Para un adolescente  como yo, era demoledor escuchar a una autoridad de tal calibre hablar con tanta certeza de la mediocre fugacidad de la música que yo escuchaba entonces, sin redención alguna ni siquiera para los máximos iconos culturales del género. Por una parte me enojé, por otra me aterré. Al final, no había más opción: seguir escuchando lo que yo quisiera y dejar girar al mundo.

Treinta años después, los Beatles siguen allí, bastante estropeados por el insaciable apetito vampírico de los dueños de los derechos de su música (que cada cierto tiempo afilan los colmillos y se lanzan sobre las carteras de los aficionados). Pero están completos.

Es más, suenan mejor que nunca (como Carlos Gardel, de quien llegó a decir Jorge Luis Borges: “sigue cantando en la memoria de los hombres. Si cada día canta mejor, sigue cantando después de su muerte corporal.”) Lo vio con gran claridad George Harrison al decir: “Los Beatles existirán sin nosotros.”

 Los Beatles simbolizan muchas cosas: la libertad, la creatividad, el cambio, la creación, el disfrute. Elija usted una de éstas y las que quiera añadir.
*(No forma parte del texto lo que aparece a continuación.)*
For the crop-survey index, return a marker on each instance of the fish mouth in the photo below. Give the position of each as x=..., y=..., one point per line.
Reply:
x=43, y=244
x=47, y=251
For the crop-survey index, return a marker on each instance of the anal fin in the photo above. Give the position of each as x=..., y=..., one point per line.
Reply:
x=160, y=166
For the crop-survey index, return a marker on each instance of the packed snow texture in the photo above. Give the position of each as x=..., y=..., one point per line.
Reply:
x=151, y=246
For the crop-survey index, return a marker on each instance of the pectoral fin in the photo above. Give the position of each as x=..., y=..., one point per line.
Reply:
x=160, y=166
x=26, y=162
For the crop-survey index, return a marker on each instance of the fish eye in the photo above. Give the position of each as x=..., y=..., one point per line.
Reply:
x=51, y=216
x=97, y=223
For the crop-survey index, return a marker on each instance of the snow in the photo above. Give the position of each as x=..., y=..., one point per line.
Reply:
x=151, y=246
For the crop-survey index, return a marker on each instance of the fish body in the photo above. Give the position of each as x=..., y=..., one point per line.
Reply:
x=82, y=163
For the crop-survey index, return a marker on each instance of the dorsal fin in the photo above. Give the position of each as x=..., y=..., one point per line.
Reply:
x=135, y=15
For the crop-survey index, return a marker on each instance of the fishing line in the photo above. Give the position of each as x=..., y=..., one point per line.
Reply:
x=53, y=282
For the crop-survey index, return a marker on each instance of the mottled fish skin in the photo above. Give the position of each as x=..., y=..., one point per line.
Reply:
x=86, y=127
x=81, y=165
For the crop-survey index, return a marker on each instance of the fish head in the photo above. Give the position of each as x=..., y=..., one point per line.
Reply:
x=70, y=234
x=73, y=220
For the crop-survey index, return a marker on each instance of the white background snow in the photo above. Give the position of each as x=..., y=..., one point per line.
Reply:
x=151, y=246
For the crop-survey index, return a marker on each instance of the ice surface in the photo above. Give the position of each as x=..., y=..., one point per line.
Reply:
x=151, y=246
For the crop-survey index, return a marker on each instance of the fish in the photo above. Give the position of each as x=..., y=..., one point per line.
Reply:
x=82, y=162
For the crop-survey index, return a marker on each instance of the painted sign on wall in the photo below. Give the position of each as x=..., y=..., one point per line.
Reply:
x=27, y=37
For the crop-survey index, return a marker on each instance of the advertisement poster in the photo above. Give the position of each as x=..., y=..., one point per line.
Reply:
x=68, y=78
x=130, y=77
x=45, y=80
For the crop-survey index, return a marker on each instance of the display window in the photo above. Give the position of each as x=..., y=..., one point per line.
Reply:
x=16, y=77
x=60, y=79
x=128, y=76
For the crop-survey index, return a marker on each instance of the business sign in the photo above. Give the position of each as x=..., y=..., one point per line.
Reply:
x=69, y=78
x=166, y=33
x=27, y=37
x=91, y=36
Los Beatles son maleables, se adaptan al recipiente que los contiene, caben en cualquier jarrito y son portátiles. Son un símbolo compacto, una idea clásica.

Usted puede detestar el rock y amar a los Beatles, como quien nunca abre un libro pero conoce perfectamente a Dante o Borges. Son una respuesta del Maratón y una hoja de libro de texto, son bares temáticos y una hora diaria en la radio. Son submarinos y pulpos jardineros. Son todo eso, por desgracia.

Si vale la pena escuchar a John, Paul, George y Ringo es por cosas más prácticas, íntimas: por ejemplo, porque estudiaron arte. ¿No deberían todos los niños acercarse al arte, ser tocados por la belleza?

Otra razón: porque pocos creían en ellos, eran un grupillo de montón. ¿No somos todos la misma cosa hasta que encontramos la perfección de los que somos y nos entregamos a ese remolino vital?

Más aún: conocían sus límites. ¿Usted conoce sus límites? ¿Ya los tocó, ya los probó, ya los destrozó? Basta quererlo, basta ser libre de un modo personal y sin pretensiones.

Basta eso, pero es muy difícil.

Llegó el momento en que los Beatles devoraron a los cuatro veinteañeros que dieron a luz el mito. El mundo dejó de girar alrededor de ellos, demostraron ser mortales, susceptibles de morir a balazos o por el cáncer, de ser estafados por una mujer hipócrita o aceptar papeles vergonzosos en el cine. Es decir, demostraron ser tan idiotas como usted y como yo.

Pero ellos se atrevieron a expandirse dentro de ellos mismos hasta reventar. ¿Usted ya se atrevió? ¿Y yo? ¿Y el mundo, cada vez más mediocre y gris, ya se atrevió el mundo a reventar? ¿Cree usted que estos tiempos son más luminosos que el aburrido inicio de los años sesenta? Yo, la verdad, creo que no: el mundo siempre ha sido seco y vulgar, en espera de un milagro que puede ser fugaz o eterno.

Los Beatles son eternos, sea lo que sea que signifiquen para cada persona (y sea lo que sea que puedan significar para los millones que no los conocerán jamás, porque hay cosas más importantes). Nosotros somos temporales, suicidas, grises: los mitos nos colorean. Y allí están, dispuestos a demostrar que la belleza sólo necesita almas para manifestarse, incluso en la justicia poética de que, menos de veinte años después de asegurar públicamente que los Beatles eran muy poco importantes y estaban a punto de desaparecer, Enrique Bátiz haya dirigido el estreno mexicano de Standing Stone, sinfonía compuesta por un tal Paul McCartney.